Unpacking those feelings means going back in time. Wolves are highly mythologized creatures. They’re mentioned numerous times in the Bible: “ravenous,” “savage,” snatching sheep. They’re mainstays of villains in fairy tales like Little Red Riding Hood and The Three Little Pigs. Bears are portrayed in a different light in American culture. Think Goldilocks and the Three Bears, teddy bears and Smokey Bear. Grizzly bears and wolves both share a history of Endangered Species Act protections and court battles, and in turn, can symbolize government overreach. But while recent delisting attempts are stirring the pot, grizzlies were never put back onto the landscape by federal agencies like wolves were.

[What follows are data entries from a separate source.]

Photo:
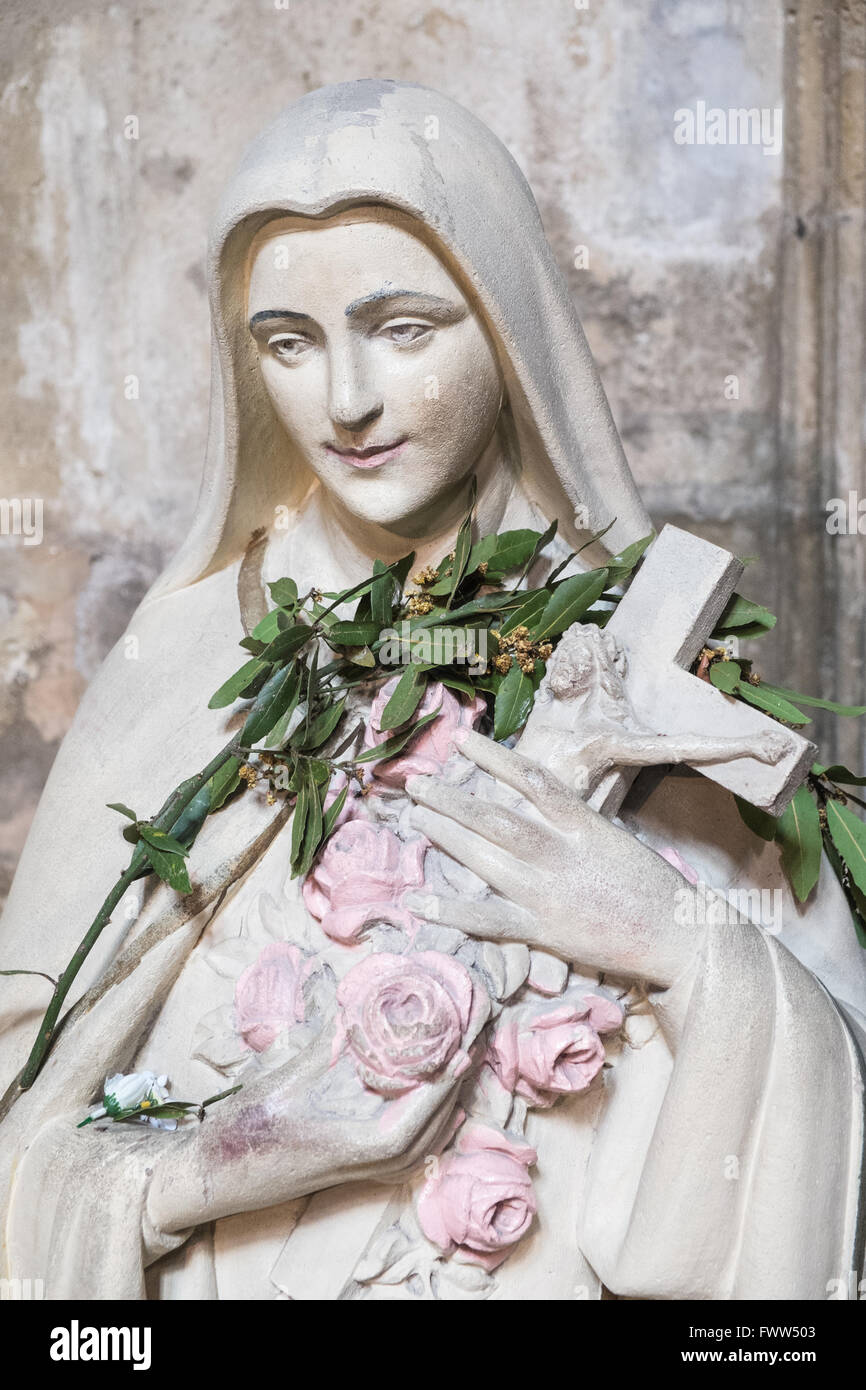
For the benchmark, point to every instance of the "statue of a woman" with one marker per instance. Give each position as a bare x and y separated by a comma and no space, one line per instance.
389,323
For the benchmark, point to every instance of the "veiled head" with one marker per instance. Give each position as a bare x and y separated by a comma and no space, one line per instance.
376,362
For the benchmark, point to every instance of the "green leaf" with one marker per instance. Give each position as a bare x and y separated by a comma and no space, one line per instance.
856,900
267,630
324,724
513,549
487,603
744,613
288,642
759,822
623,563
381,597
313,830
540,545
230,691
569,602
394,745
332,812
161,840
462,549
360,656
280,731
528,612
515,701
483,549
852,710
192,818
299,819
848,836
770,704
224,781
271,702
456,683
799,836
170,868
353,634
366,584
284,592
406,697
841,774
726,676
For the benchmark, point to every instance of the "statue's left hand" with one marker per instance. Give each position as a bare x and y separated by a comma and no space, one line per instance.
563,877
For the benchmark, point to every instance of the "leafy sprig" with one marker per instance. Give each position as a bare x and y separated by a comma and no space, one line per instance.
818,816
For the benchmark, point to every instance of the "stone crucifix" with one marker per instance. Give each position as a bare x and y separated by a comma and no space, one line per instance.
623,698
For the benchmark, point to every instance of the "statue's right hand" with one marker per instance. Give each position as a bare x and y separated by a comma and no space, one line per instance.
281,1137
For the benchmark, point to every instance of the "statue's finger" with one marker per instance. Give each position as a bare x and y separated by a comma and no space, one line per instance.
558,802
496,866
492,919
499,824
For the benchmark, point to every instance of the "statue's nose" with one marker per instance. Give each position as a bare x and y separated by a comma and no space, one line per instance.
355,396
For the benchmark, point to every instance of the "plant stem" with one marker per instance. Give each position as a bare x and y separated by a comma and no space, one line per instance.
167,816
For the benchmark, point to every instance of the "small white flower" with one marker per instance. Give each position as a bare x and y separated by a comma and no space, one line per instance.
124,1093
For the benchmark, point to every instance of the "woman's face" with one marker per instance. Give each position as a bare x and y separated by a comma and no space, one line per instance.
378,369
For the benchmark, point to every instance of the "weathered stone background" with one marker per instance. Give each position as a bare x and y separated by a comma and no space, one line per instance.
702,263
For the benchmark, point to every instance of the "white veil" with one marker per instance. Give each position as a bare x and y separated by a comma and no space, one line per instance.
410,149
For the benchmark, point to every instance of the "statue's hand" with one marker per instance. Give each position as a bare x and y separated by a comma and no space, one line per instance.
563,877
288,1134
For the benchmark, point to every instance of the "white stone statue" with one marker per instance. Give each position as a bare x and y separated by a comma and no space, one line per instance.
388,323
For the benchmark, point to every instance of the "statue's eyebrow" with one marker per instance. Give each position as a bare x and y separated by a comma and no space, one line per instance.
264,314
445,310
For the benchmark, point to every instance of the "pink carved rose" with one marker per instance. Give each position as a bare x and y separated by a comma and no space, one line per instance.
480,1203
405,1018
268,995
433,747
679,862
359,879
552,1052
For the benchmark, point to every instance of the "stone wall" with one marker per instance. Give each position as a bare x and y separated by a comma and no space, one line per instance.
722,285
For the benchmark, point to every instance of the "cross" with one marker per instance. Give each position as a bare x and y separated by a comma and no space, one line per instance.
662,623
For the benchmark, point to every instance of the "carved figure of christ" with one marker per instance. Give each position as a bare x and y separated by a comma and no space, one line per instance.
655,710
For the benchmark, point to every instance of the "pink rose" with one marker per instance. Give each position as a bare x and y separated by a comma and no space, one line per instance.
552,1052
481,1201
359,877
433,747
268,995
405,1018
679,862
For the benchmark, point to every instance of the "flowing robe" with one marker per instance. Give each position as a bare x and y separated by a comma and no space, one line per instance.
722,1158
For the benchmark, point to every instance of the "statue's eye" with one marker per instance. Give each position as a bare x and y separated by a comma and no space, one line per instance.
405,332
288,346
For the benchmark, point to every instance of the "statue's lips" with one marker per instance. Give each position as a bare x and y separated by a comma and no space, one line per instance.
369,458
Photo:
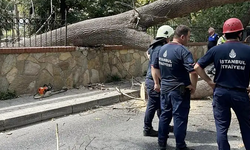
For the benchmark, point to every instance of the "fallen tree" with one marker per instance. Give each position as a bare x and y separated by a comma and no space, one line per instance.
127,29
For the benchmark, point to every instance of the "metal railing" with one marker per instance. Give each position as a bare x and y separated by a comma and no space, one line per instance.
31,31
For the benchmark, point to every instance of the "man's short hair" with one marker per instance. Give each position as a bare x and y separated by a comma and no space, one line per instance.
181,30
211,29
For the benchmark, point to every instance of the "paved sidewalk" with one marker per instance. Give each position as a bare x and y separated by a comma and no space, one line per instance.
27,110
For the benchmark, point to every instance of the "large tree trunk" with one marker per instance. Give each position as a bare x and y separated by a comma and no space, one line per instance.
128,28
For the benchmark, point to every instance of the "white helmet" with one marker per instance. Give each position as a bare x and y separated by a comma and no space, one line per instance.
164,31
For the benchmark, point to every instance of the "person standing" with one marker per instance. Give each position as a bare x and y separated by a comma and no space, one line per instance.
231,81
178,81
162,37
212,39
221,40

Smith has worked to reduce the numbers of wolf hunting quotas in Montana, knowing that compromise is difficult to come by. | Max Lowe for the Deseret News

 Wolves will always be subject to symbolism — sometimes, even two sides of the same coin. For many, they represent wildness. But which version? Something to pine for in a digital age, or something to control and dominate, the same attitude as the frontier days? In Colorado, the ballot measure to reintroduce wolves passed narrowly, with a margin of 57,000 votes. But commissioners in 39 of the state’s 64 counties voted against the reintroduction. “You just have people battling over values and their politics inflating and heating up rhetoric,” says Adrian Treves, an environmental studies professor at the University of Wisconsin-Madison who founded the Carnivore Coexistence Lab. “It’s unfortunate because it robs us of the ability to deliberate on public policy in a calm, reasoned manner.”

Protecting what protects

Back in the scrubby sagebrush of northeastern Oregon, wolves force rancher Kerns to hold dueling perspectives. She understands their ecological value and doesn’t want them gone. But they’re also a source of immense frustration: at wildlife officials, who she feels aren’t following the state plan; and at the public, who she feels don’t understand the reality of living with wolves. “I don’t have a problem with wolves being on the landscape,” Kerns says. “I do have a problem with how wolves are being managed.” 

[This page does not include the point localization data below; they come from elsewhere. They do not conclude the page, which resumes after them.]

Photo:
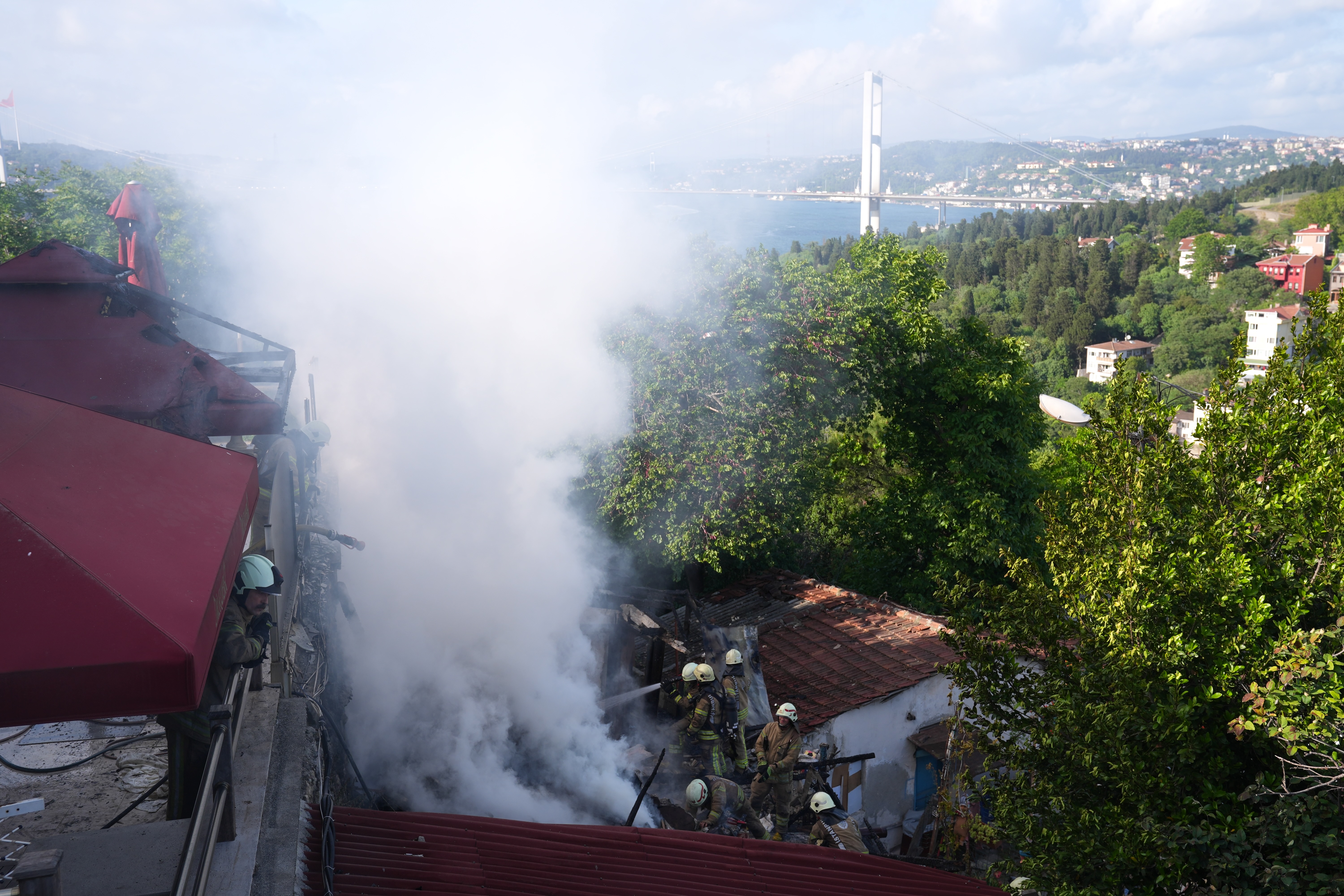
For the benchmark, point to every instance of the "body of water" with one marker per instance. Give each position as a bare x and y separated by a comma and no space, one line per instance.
747,222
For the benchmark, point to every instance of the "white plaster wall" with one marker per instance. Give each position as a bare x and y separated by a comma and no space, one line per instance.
882,729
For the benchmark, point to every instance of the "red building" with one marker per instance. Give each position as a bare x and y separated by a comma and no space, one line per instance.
1298,273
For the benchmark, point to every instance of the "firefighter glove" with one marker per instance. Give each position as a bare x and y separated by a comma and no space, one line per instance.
260,628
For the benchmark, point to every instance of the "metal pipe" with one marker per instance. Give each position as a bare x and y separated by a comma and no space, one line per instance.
221,801
200,816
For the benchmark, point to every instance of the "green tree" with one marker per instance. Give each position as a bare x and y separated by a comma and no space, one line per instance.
1167,581
829,420
1187,222
1210,257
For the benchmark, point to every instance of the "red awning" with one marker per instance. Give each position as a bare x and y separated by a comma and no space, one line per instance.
411,852
71,331
138,225
118,549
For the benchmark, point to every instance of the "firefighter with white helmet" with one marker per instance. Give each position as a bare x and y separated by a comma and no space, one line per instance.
706,726
834,828
728,801
778,752
736,694
244,635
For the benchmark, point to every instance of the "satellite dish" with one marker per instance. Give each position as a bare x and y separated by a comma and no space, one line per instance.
1064,412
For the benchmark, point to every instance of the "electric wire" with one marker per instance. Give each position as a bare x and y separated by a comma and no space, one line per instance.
73,765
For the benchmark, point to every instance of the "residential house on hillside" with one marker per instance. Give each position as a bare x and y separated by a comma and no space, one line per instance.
1103,357
1295,273
865,675
1187,256
1314,241
1267,330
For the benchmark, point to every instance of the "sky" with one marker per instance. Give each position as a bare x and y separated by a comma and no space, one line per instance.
263,78
454,316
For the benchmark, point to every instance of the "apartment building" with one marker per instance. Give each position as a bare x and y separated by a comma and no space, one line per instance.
1103,357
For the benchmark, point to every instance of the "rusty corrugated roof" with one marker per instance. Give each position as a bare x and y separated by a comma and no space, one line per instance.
384,852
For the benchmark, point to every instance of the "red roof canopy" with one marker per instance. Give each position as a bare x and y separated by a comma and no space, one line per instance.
404,852
72,332
118,549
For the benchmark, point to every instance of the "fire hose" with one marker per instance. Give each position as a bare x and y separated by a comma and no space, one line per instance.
349,541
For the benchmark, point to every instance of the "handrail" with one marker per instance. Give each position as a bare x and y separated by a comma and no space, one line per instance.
216,796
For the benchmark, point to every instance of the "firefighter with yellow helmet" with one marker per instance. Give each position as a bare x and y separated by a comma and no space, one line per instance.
728,803
834,828
736,691
778,752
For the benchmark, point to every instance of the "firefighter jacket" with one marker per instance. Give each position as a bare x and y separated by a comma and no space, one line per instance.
838,831
726,799
235,647
708,718
778,750
737,688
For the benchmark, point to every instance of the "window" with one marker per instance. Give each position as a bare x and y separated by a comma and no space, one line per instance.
928,772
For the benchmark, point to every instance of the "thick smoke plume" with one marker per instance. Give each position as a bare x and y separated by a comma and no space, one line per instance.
450,292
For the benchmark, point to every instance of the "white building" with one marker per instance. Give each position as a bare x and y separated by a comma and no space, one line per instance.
1267,330
1103,357
1314,241
1186,267
877,688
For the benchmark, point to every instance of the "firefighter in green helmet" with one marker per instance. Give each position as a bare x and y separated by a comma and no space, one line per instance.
244,635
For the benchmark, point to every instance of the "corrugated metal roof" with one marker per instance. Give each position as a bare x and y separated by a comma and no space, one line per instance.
827,649
382,852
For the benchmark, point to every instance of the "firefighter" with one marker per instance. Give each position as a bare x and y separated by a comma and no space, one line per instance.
244,636
736,690
834,828
705,726
728,803
778,750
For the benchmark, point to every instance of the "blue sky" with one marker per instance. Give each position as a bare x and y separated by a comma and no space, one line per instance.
241,78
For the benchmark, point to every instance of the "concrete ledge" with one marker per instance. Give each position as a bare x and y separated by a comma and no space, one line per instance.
134,860
282,831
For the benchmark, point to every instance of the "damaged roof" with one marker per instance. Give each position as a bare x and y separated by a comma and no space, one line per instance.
826,649
396,852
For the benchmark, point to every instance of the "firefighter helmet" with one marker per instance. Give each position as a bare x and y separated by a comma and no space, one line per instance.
318,433
697,792
822,801
257,574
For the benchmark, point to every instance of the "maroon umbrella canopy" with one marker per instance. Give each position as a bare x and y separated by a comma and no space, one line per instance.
119,545
72,331
138,225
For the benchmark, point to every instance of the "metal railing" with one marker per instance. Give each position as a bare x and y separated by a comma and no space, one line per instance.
213,817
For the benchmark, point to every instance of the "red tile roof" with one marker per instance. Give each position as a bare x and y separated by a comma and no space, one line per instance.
393,852
838,651
1123,346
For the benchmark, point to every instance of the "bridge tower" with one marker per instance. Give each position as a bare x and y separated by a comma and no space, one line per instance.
870,168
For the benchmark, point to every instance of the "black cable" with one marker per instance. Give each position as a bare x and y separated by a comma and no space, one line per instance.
54,769
139,800
322,719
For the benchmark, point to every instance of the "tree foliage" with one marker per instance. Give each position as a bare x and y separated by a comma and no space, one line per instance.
1103,682
827,420
73,206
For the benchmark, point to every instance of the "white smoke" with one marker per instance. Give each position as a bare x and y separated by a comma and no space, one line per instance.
454,288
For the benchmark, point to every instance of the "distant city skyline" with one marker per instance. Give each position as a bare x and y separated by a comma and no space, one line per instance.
272,77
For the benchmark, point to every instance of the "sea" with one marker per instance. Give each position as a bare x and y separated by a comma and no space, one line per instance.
747,222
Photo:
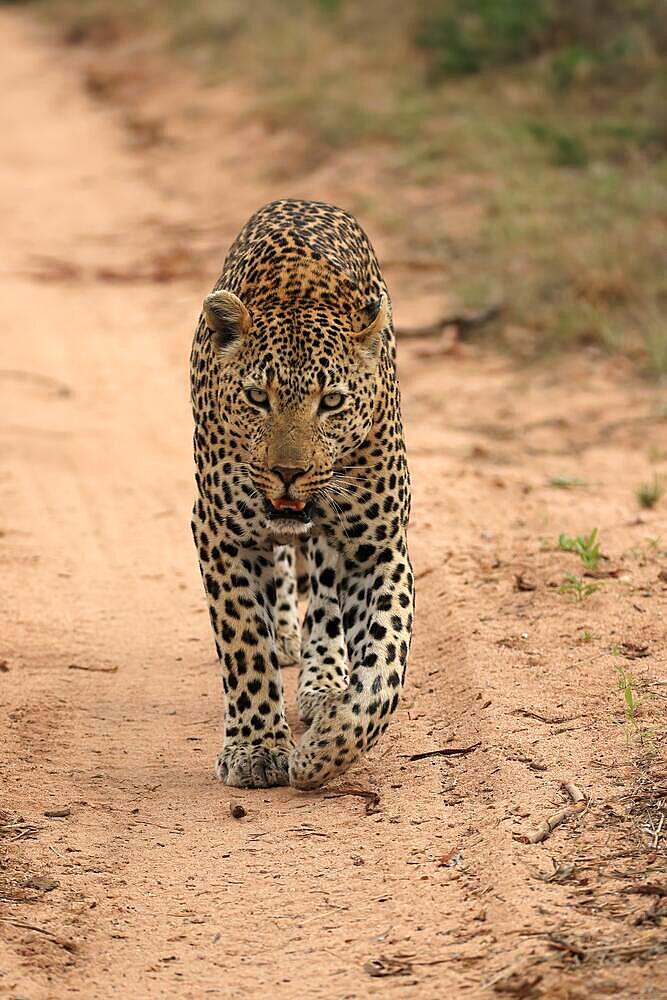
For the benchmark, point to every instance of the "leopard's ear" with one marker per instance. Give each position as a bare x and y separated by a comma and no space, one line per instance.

So what does the “hard-fought middle” look like when it comes to these high-stakes predators? Ricocheting between state management and federal protection increases tension and continually inflames old wounds, but at the same time, an all-or-nothing approach doesn’t appear to stick in the courts or in the public eye. 

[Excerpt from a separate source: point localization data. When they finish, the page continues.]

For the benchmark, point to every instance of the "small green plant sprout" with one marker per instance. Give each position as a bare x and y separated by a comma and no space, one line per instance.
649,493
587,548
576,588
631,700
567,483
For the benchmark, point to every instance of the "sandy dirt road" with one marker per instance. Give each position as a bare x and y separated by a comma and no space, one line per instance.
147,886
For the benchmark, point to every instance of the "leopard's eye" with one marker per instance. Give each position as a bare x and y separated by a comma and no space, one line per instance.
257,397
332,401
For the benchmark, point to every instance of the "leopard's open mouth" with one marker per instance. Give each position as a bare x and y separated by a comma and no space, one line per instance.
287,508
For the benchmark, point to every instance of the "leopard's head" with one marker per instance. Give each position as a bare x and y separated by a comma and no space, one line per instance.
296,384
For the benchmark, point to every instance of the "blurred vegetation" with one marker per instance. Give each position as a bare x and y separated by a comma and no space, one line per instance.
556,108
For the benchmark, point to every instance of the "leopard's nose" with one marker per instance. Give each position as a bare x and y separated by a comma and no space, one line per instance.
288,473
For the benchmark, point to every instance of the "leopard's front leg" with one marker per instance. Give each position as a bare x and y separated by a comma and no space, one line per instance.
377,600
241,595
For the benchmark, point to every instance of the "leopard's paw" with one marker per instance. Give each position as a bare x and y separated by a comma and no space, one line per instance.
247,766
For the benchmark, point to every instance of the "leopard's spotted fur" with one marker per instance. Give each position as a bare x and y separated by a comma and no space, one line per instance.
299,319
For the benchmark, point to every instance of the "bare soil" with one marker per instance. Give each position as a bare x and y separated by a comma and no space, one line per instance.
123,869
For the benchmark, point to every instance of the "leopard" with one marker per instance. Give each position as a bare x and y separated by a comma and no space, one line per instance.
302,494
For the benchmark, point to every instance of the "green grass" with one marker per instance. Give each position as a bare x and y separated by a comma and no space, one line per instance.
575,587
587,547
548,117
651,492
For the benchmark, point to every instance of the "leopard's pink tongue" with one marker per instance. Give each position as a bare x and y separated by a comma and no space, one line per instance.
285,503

It’s easier to point to what doesn’t work — like hard boundaries between protection and annihilation last year outside Yellowstone — than what does. If what doesn’t work draws outcry and indignation along entrenched lines, then what’s the opposite? Maybe the way forward involves an even bigger paradigm shift, integrating the idea of reciprocity that governs tribal wildlife management on the Wind River Reservation. “How do we protect and how do we take care of that which takes care of us?” Martel poses.

Jacob W. Frank/NPS for the Deseret News

 Maybe the middle is found somewhere in the hundreds of conversations about wolves taking place across the West. “When it’s gridlocked, you just stand on your side throwing hand grenades at each other,” Smith says. “If you’re actually talking … a lot of times you might not agree, but at the same time, you’re still talking.” Conversations continue as the clock ticks down in Colorado. But proof of a successful reintroduction isn’t just people with different attitudes towards wolves sitting down at the same table. It’s the chance to spot a pack of wolves curled up on a wind-whipped bluff or to hear them howl from out of sight. It’s wolves doing what wolves do, away from stories, town hall meetings and invisible boundary lines: survive.